Local projects among state water infrastructure fund recipients
ALBANY — Several Mohawk Valley projects are among 199 water infrastructure projects statewide that will share up to $638 million in grants to protect public health or improve water quality, according to an announcement this week by Gov. Kathy Hochul.
The funding, through the state Environmental Facilities Corporation, includes nearly $601 million in Water Infrastructure Improvement Act grants and over $37 million in additional federal subsidies that will support approximately $1.6 billion in total infrastructure investment.
The grants are projected to contribute over 35,000 jobs to New York’s economy and save taxpayers an estimated $1.4 billion, the announcement said.
“Modernizing our state’s water infrastructure is critical to ensuring every New Yorker has access to clean drinking water,” Hochul said. “Protecting the public health of New Yorkers will always be a top priority for my administration and this funding is a testament to that commitment. We will continue working collaboratively with every level of government to empower localities with the funding they need to improve water quality statewide.”
Tuesday’s announcement marks the largest-ever award of Water Infrastructure Improvement Act (WIIA) grants.

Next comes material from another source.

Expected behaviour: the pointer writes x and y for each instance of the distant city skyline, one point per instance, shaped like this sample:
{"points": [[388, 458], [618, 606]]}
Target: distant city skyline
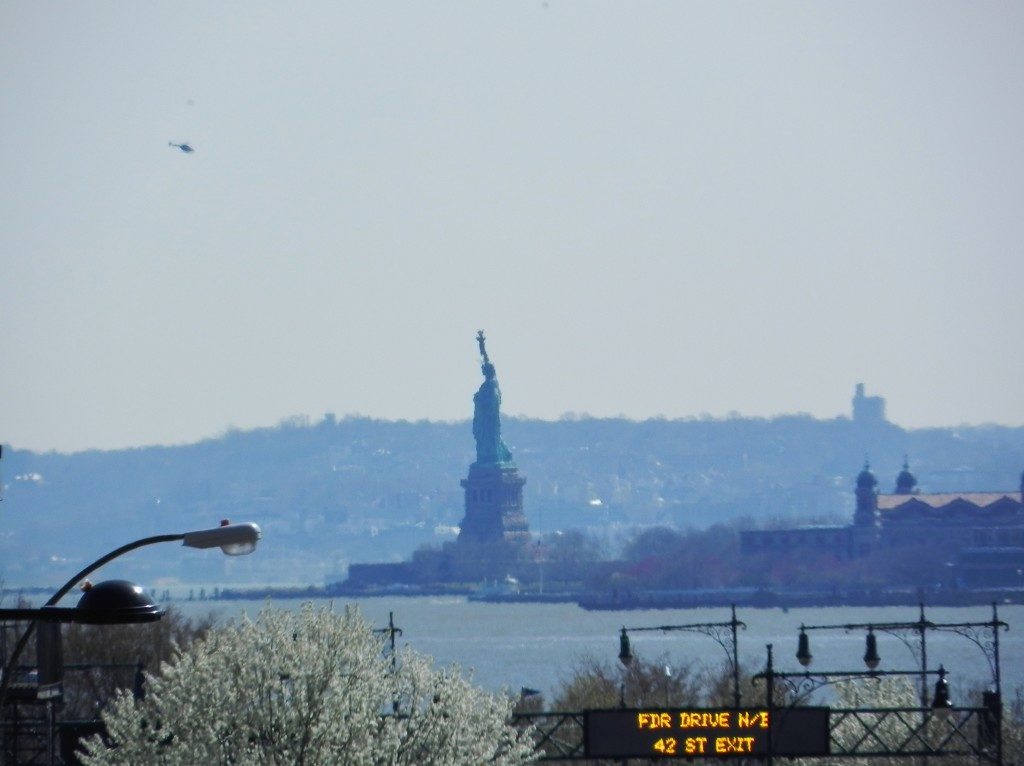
{"points": [[651, 209]]}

In the Mohawk Valley region, the following projects were among 13 projects statewide to be awarded a 25% WIIA grant plus a 25% federal additional subsidy to fund 50% of the estimated project costs. This is made possible, the announcement said, by awarding 25% in additional federal subsidies to these hardship communities that will receive interest-free financing for the remaining 50% of the project costs. The municipalities were chosen to receive the subsidy based on project eligibility, impacts on water quality and financial hardship:
-Herkimer was awarded a total grant amount of $9.99 million with 50% of this funding through an estimated federal subsidy of $4.99 million and an equal amount to be funded through a WIIA grant for Sanitary Sewer System Inflow/Infiltration Investigation (total project cost $19.91 million);
-Sylvan Beach was awarded a total grant amount of $14.58 million with 50% of this funding through an estimated federal subsidy of $$7.29 million and an equal amount to be funded through a WIIA grant for Waste Water Treatment Plant/Priority 2 Improvements (total project cost $29.1 million);
-Utica was awarded a total grant amount of $613,126 with 50% of this funding through an estimated federal subsidy of $306,563 and an equal amount to be funding through a WIIA grant for a water control project (total project cost $1.2 million).
Additional funding recipients and projects include:
-Dolgeville was awarded $2.4 million for improvements to the Mannheim Water Storage Tank (total project cost $4 million);
-Hamilton was awarded $2.24 million for groundwater source upgrades (total project cost of $3.74 million);
-Herkimer was also awarded $3 million for Phase 2 Distribution and Storage Upgrades (total project cost $19.98 million);
-Ilion was awarded $3 million for the Phase 2 Distribution Upgrades and Connection to Eastern MV Regional Trans Main project (total project cost $6.1 million);
-Madison County was awarded $1.6 million in funding for the Clockville Water District I project (total project cost $2.68 million);
-Paris was awarded $3 million for the Sauquoit Consolidated Water District Source and Treatment Upgrades project (total project cost $5 million); and
-Schuyler will receive $3 million for the East Schuyler Water District Regional Trans Main Connection (total project cost $5.92 million).
“This historic level of grant funding from EFC will provide transformational benefits for 151 communities as the state implements the water quality goals championed by Governor Hochul,” said Environmental Facilities Corporation President & CEO Maureen A. Coleman.
“Grants from EFC provide relief for taxpayers and help local governments get shovels in the ground for critical projects that protect public health and the environment, create jobs, and spur economic development. EFC is poised to support many more water quality infrastructure projects through the initiatives in the enacted State Budget and the infusion of federal funding from the Bipartisan Infrastructure Law,” Coleman added.
“Replacing outdated infrastructure and implementing treatment for emerging contaminants in New York State’s public drinking water systems are critical components of ensuring equity in public health,” added Department of Health Commissioner Dr. Mary T. Bassett.
“Communities that have born the brunt of decades-old industry pollution or historical neglect are utilizing these funds to help off-set project costs and tackle the larger issues of clean water delivery,” the state health commissioner added.